On 16 September 2000 Pukach and the aforementioned three took the journalist to Bila Tserkva District [Kiev Region] and killed him there. What is more, according to the inquiry's theory, the general himself allegedly strangled Heorhiy with his own belt. Then the killers buried the body and went to a cafe to "mark" the event.

We also remind you that Pukach had already been detained by the PGO on 22 October 2003. At that time the court originally authorized his arrest, but on 5 November 2003 (shortly after the dismissal of the then prosecutor-general, [Svyatoslav] Piskun) the court replaced the detention by a bail order, after which Pukach was not seen in Ukraine.

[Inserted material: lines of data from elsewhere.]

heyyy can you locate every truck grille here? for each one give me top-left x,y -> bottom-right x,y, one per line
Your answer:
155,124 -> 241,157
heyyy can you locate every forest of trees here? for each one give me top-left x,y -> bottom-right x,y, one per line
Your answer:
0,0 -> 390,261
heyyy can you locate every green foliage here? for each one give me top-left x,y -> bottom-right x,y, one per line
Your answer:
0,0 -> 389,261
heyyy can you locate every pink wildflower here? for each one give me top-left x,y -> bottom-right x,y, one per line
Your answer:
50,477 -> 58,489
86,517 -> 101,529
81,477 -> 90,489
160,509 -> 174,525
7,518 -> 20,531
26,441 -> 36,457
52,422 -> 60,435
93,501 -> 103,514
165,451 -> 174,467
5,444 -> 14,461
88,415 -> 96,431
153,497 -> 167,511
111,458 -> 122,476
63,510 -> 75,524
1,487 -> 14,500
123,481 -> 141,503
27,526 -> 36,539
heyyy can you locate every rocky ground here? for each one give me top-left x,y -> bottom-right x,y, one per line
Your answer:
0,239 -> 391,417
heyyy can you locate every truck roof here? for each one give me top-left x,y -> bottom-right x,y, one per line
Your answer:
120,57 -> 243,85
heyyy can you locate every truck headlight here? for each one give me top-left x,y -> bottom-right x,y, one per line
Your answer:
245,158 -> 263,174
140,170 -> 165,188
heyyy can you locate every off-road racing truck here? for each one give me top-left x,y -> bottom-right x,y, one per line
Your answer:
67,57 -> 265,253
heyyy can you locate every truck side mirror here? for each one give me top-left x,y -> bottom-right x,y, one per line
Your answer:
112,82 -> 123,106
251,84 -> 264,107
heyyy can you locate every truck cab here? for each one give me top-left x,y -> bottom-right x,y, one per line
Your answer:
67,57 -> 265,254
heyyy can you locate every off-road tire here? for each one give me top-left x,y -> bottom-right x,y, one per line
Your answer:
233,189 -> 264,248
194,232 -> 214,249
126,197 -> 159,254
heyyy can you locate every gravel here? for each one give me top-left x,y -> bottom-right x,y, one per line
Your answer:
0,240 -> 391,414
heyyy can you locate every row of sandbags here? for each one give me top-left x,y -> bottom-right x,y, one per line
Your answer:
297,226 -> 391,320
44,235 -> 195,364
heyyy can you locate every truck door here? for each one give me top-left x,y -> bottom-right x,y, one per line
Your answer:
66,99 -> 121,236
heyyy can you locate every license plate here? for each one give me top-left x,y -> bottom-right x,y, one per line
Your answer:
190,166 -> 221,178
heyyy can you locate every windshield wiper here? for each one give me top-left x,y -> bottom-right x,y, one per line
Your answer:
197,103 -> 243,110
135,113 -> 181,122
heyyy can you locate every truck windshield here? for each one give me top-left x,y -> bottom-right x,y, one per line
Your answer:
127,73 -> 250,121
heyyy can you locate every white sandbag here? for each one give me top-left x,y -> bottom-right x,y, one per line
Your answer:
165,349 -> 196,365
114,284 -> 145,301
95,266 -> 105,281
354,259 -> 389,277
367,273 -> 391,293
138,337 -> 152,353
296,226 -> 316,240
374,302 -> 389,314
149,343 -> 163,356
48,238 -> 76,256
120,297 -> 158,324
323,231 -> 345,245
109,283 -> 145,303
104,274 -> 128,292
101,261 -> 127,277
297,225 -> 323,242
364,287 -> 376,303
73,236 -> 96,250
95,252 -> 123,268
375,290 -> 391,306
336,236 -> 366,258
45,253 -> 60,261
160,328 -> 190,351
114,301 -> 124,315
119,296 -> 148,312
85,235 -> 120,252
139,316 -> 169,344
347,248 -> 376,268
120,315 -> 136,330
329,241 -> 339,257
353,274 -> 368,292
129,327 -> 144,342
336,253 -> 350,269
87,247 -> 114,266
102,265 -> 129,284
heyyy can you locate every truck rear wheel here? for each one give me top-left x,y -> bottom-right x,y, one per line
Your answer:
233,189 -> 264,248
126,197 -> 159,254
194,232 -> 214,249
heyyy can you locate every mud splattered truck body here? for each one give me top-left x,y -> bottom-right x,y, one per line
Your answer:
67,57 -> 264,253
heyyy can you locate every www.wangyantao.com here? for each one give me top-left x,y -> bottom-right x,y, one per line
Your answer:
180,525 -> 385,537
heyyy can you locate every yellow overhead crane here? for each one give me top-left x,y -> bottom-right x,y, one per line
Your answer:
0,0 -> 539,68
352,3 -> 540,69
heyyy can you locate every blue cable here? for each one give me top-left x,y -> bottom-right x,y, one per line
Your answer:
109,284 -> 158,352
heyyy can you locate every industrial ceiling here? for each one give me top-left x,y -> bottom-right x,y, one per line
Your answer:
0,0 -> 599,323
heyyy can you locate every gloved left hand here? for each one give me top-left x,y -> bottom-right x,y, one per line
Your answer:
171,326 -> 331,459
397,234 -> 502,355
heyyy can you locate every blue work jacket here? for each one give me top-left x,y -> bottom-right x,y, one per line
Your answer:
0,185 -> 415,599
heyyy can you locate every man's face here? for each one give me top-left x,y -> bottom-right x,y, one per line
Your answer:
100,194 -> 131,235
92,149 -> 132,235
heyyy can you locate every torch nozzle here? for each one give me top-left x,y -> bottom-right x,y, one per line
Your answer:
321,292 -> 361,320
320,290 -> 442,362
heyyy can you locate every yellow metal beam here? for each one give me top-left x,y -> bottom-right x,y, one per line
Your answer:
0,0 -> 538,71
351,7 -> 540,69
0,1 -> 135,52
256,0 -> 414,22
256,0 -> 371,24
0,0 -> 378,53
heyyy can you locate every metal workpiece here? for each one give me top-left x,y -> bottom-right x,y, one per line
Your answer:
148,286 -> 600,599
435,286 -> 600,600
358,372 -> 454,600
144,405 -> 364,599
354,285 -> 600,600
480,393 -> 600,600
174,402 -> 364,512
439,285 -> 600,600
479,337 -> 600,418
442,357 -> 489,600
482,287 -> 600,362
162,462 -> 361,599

THREE MAIN QUESTIONS ABOUT PUKACH

FIRST, what importance does the capture of Pukach have for solving the Gongadze case? If Pukach admits his part in Gongadze's murder, as the ringleader of the group of killers, he may lead to the people who ordered the crime, who gave him the order to sort out the journalist. Apart from that, Pukach may say how Gongadze's body was beheaded and reburied in Tarashcha [forest where it was found] (although it is not an established fact that the general was in the know about this story).

And this, in turn, may lead to the people who ordered the "cassette scandal". Meaning the people who organized the recording of conversations in [former President Leonid] Kuchma's office on the so-called Melnychenko tapes [allegedly recorded by former Ukrainian state guard Mykola Melnychenko], and who later organized their publication.

SECOND, who can Pukach name as the person who ordered the killing of Gongadze?

There are two options. The first is that Pukach will say that he got the criminal order from former Interior Minister Yuriy Kravchenko (now deceased) and that he does not know who gave the order to Kravchenko (so the thread leading to the real people behind the crime will be broken, perhaps forever). The second is that he will name the people who gave the orders to Kravchenko. In that case, the tangle may unravel to the end.

THIRD, how likely is it that Pukach will admit his part in the killing of Gongadze? The answer directly depends on what other proof the inquiry has about Pukach's participation in the murder of Gongadze apart from the evidence of the men already arrested in the case (after all, in theory the accused could specify both themselves and Pukach).

If there is such proof, then the inquiry will probably find it not difficult to incline Pukach to making a "frank confession". If not, then the inquiry should not expect Pukach to make a confession of his guilt and hence not get evidence from him about the people who ordered the crime.